Я стала подходить к ней все ближе, я двигалась очень спокойно, но не останавливалась — только вперед.
— Ты спала с ним?
— Нет, о чем ты говоришь… Не думаешь ли ты…
— Ты спала с ним?
— Нет, — Рейна отошла к стене, прислонилась к ней и осталась стоять без движения, скрестив руки на животе. — Я тебе клянусь, Малена, клянусь.

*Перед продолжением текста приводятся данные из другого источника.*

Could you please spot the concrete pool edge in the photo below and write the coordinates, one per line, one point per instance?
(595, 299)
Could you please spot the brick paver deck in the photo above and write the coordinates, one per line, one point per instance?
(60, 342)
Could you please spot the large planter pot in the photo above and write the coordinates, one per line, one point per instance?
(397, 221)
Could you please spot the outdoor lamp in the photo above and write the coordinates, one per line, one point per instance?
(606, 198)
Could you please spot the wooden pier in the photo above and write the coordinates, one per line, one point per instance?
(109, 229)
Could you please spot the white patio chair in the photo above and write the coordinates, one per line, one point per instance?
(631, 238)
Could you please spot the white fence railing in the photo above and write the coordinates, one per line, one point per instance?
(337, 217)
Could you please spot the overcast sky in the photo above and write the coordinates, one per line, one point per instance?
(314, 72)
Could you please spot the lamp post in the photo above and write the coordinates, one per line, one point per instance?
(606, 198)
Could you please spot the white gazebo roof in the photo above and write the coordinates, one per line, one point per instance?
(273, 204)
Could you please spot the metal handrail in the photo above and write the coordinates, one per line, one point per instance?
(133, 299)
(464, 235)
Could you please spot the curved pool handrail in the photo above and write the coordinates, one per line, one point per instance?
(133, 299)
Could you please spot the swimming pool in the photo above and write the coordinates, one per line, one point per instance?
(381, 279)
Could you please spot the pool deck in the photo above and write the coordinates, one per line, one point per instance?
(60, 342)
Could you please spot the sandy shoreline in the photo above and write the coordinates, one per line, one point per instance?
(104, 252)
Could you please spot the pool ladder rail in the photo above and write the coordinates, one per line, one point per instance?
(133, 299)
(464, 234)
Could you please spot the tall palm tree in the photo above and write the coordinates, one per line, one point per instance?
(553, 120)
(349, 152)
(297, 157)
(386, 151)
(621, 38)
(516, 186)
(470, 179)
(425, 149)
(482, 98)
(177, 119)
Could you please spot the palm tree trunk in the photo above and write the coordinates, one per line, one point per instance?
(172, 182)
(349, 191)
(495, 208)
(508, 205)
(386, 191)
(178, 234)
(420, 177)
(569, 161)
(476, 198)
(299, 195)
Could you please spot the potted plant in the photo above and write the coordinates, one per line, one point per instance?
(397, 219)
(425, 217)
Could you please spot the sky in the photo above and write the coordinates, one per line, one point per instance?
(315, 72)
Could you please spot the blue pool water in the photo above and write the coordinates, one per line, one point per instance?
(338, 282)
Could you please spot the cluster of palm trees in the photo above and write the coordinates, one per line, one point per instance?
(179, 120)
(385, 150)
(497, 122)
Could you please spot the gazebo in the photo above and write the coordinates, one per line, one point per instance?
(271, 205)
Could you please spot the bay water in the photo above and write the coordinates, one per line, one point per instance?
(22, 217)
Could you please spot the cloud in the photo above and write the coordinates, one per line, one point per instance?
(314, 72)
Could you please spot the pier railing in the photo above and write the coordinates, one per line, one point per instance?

Я стояла так близко от нее, что слышала, как она дышит, я физически ощущала страх, который исходил от ее дыхания, как немое утешение для меня. Я оперлась ладонями об стену, около ее головы, а сестра зарыдала.
— Ты спала с ним?
— Нет.
— Почему?
— Он не хотел.
— Почему?
— Не знаю.
Я ударила в стену кулаком в каком-то миллиметре от ее головы, и она вся сжалась.
— Почему, Рейна?
— Он сказал мне, что я ему не нравлюсь.
— Почему?
— Не знаю, почему, потому что я была очень худой, наверное.
— Это неправда.
— Он был слишком влюблен в тебя.
— Почему ты ему не нравилась, Рейна?
— Я не знаю.
Я снова ударила кулаком в стену, и в этот раз я сделала это так сильно, что мне стало больно.
— Почему?
— У меня будет выкидыш, Малена, если ты будешь продолжать, я потеряю ребенка, ты больна, я не…
Взгляд Рейны метнулся к моей правой руке, я наблюдала за ней, заметив тут же тонкую струйку крови, которая бежала по одному из суставов моих пальцев, сильно поврежденному и разодранному. Я снова ударила им об стену и улыбнулась, когда увидела красное пятно на безупречно белой стене.
— Я разнесу весь твой дом.
— Оставь меня в покое, Малена, пожалуйста, оставь… — новый удар кулака о стену заставил Рейну заткнуться.
— Почему ты ему не нравилась, Рейна?
— Я тебе говорю, его от меня тошнило.
— Почему?
— Я его плохо понимала, я…
— Что было такого, что ты не понимала?
— Он сказал мне, что его от меня тошнит.
— Почему?
— Потому что так было.
— И кто ты, Рейна?
— Курица.
— Что?
— Курица.
— Звучит хорошо, — я улыбнулась. — Повтори.
— Курица.
Я отодвинулась от нее и встала рядом, плечом к ее плечу, а спинами мы обе прижимались к стене. Мне оставалось только медленно сползти на пол. Я чувствовала, что мое лицо одеревенело, стало безжизненным, без черт, а кожа словно умерла, стала нечувствительной. Никогда я еще так не уставала. Я обняла руками колени. Потом я закрыла лицо руками, стала его тереть, пока мне не стало больно от этого. Я не обращала внимания, что моя сестра пошла к двери, пока не услышала ее голос.